Oviposition occurs from June to September on land, after which the female tends her clutch of 9–32 eggs for 6–8 weeks. Clutch sizes can vary from female to female, and is closely related to the body size of the female. During oviposition, females tend to deposit their eggs in cavities under rocks, moss, decaying logs, leaf litter, springs, and behind vegetation or in other crevices. It is important to pick a spot with just enough moisture to avoid the desiccation and loss of eggs.

=== Egg guarding ===
After oviposition, maternal care for the clutch lasts for about 3 months, and ends after the eggs hatch into larvae. Maternal care during brooding includes defense against predators, removal of dead eggs, reduction of egg desiccation and fungal infections, and helping the hatchlings with cracking open their shells. If left unguarded, the eggs are in danger of being eaten by surrounding salamanders. Males do not provide resources to either the female or the offspring.

Oophagy seems to be a normal behavior in brooding females, but is usually suppressed.
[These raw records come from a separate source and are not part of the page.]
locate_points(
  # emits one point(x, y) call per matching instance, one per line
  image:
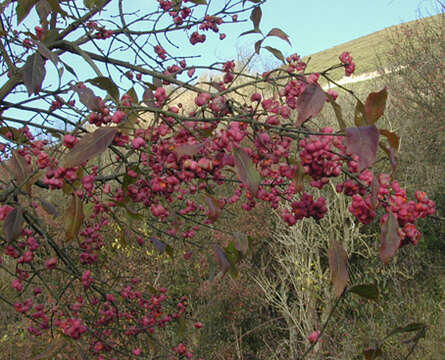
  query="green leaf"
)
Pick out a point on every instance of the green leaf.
point(367, 291)
point(408, 328)
point(375, 106)
point(246, 170)
point(338, 264)
point(13, 224)
point(106, 84)
point(275, 52)
point(279, 33)
point(90, 146)
point(372, 353)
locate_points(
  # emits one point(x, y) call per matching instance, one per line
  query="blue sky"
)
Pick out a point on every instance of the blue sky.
point(314, 26)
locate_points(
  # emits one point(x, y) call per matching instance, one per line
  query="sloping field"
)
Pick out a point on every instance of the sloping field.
point(364, 50)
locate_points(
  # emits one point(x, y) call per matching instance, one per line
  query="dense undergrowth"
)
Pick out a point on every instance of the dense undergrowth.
point(281, 292)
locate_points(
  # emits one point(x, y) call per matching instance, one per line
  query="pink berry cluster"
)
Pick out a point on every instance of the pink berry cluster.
point(295, 64)
point(406, 211)
point(318, 159)
point(306, 207)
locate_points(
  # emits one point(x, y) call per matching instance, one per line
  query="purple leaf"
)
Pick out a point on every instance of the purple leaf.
point(246, 170)
point(13, 224)
point(90, 145)
point(363, 142)
point(310, 102)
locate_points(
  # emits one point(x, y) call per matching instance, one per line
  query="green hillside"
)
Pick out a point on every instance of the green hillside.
point(364, 50)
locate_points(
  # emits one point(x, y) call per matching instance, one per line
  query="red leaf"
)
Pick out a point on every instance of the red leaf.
point(279, 33)
point(392, 156)
point(222, 259)
point(392, 137)
point(90, 145)
point(246, 171)
point(363, 142)
point(18, 169)
point(390, 238)
point(338, 264)
point(87, 97)
point(310, 102)
point(34, 73)
point(375, 106)
point(13, 224)
point(74, 218)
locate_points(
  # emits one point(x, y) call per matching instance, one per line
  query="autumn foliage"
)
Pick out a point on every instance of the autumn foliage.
point(88, 160)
In the case of limited foraging availability, disturbed or starved females may choose to eat their own eggs. This may also be done if the egg is dead—the female will eat the dead egg in order to remove it from the clutch before it infects other eggs around it. Fungal infections from dead eggs (if not removed in time) will usually lead to the embryos in viable eggs being smothered and killed.
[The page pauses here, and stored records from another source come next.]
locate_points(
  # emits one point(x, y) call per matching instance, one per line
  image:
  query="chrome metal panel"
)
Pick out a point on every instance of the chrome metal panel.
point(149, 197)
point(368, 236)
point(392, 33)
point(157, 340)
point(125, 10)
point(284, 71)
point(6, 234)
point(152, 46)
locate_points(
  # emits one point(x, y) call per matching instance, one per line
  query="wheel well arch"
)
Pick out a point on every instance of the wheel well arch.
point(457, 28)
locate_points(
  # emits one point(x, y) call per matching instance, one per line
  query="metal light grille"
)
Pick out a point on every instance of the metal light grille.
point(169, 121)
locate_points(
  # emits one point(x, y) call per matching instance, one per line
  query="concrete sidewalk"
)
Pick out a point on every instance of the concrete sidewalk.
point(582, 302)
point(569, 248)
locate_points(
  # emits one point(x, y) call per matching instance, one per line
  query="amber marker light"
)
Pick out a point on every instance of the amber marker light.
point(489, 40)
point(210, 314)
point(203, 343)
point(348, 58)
Larvae are smaller than in other subspecies, reaching around 8–10 mm at hatching. Upon hatching, D. ocoee larvae have short and silvery external gills, and they often have distinctive larval spots that other species do not have. The tails of the larvae are keeled and they narrow to a knife edge along the dorsal surface. Once out of the egg, the larvae quickly disperse to a nearby water source. During their development, they are found in shallow waters or in thin films of water, they feed on small aquatic invertebrates. In captivity, they can also eat worms. Usually, the larvae metamorphose into their adult form in the following few weeks, the time depending on the availability of food, other resources in the environment, and the temperature.

==Conservation status==
The ocoee salamander is one of the most common salamanders in the southern Appalachian Mountains. It is believed to have a large and stable population and much of its range lies in state parks or other protected areas. It faces few threats and is listed as being of "Least Concern" in the IUCN Red List of Threatened Species.